Amid extraordinary scenes which were often chaotic, former director-general Mark Thompson, one of seven witnesses to appear before the Public Accounts Committee, was forced to deny a charge that the broadcaster had "lost the plot" when it gave almost £1 million to his former deputy, Mark Byford.

MPs are furious that dozens of staff were given payments far above what their contracts demanded.

One committee member Chris Heaton-Harris said that meeting was the "most bizarre game of whack-a-mole I've ever seen in my life, where you hit one fact down and it throws up other questions".

The committee's chairwoman, Margaret Hodge, said the hearing was an "unedifying occasion which can only damage the standing and the reputation of the BBC".

She added: "At best what we've seen is incompetence, lack of central control, a failure to communicate. At worst we may have seen people covering their backs by being less than open. That is not good."

Even before the hearing started Downing Street had raised the stakes saying that executives had "legitimate questions to answer" on the payments.

As well as the £1m settlement to Mr Byford the BBC also gave a £390,000 pay-off to Sharon Baylay, its former director of marketing.

During the hearing Mrs Hodge asked Mr Thompson why Mr Byford needed a payment double what was contractually due.

"Why was £500,000, which is for most people mega bucks, not enough?" she demanded.

The BBC's director of human resources, Lucy Adams, also came under fire after she said the payment was part of a plan to cut numbers of senior staff without causing too much disruption.

Mrs Hodge told her: "This attitude that the top cadre of people at the BBC faced greater difficulty when they faced redundancy rather than a receptionist or someone lower down is offensive, just offensive."

In another heated exchange, Ms Hodge told Ms Adams: "I'm not having any more lies this afternoon."

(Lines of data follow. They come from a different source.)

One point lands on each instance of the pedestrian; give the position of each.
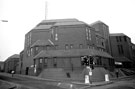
(12, 72)
(90, 74)
(117, 73)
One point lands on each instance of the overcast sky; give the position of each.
(23, 15)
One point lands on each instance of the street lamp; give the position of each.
(4, 20)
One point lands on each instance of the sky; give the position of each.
(23, 15)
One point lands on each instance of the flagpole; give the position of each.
(45, 10)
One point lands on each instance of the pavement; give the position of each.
(69, 85)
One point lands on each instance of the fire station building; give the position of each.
(61, 44)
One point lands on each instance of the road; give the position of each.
(125, 83)
(29, 83)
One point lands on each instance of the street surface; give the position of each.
(18, 82)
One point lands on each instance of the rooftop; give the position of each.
(41, 43)
(117, 34)
(15, 56)
(122, 59)
(72, 53)
(96, 22)
(40, 27)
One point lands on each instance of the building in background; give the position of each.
(121, 49)
(62, 43)
(133, 52)
(12, 63)
(1, 66)
(102, 30)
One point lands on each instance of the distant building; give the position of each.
(12, 63)
(133, 52)
(121, 48)
(61, 44)
(103, 30)
(1, 66)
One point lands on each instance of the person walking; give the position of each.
(117, 72)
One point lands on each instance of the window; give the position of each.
(71, 46)
(89, 35)
(47, 47)
(117, 38)
(99, 62)
(55, 62)
(56, 36)
(36, 48)
(97, 40)
(120, 49)
(125, 38)
(31, 51)
(45, 60)
(40, 60)
(66, 46)
(120, 38)
(80, 46)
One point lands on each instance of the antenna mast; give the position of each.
(46, 10)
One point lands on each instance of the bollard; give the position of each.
(106, 77)
(71, 86)
(87, 79)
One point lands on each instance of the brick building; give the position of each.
(121, 48)
(1, 66)
(12, 63)
(103, 30)
(62, 44)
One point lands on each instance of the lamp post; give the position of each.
(4, 20)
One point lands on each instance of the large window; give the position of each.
(54, 62)
(125, 38)
(120, 49)
(80, 46)
(66, 46)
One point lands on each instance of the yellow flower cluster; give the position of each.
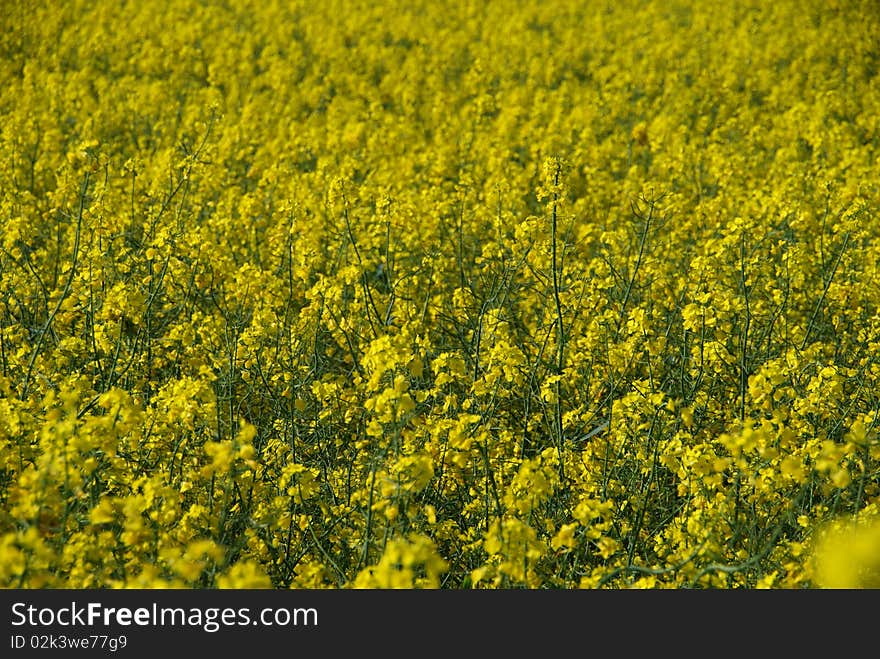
(417, 294)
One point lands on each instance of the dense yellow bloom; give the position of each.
(418, 294)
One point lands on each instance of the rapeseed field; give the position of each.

Mrs Adams, who last month announced her decision to leave the BBC, has in recent days admitted writing a memo she told MPs at an earlier hearing she had never seen.

But following the suggestion that her evidence should be taken with "a pinch of salt", Ms Adams said such an inference was "grossly unfair".

In written evidence published ahead of the hearing, Mr Thompson accused BBC Trust boss Lord Patten and trustee Anthony Fry of "fundamentally misleading" the committee at a previous meeting when they told MPs that members of the Trust were not always included in decision-making.

Mr Thompson said he stood by his claim, adding: "I don't understand why those misleading comments were made. I don't want to impute intention to it but I believe there were damaging and unfair, misleading statements made specifically on this point."

Lord Patten hit back that he took the charge of misleading the committee "very strongly" and said his induction to the job included no references to severance pay.

He said: "I'm in the position in which I'm accused of having misled the committee on something I didn't know and couldn't have been expected to know."

Nicholas Kroll, director of the BBC Trust, drew gasps from MPs when he said he was not "closely involved" in the preparation of a note on October 7 2010 explaining the Byford payment.

The executive, who is paid £238,000, conceded the pay-off was "unquestionably a large figure" but a matter for the BBC executive board remuneration committee and not the Trust.

Ms Hodge told him: "There is not one person around the table who can understand why there was no challenge from you."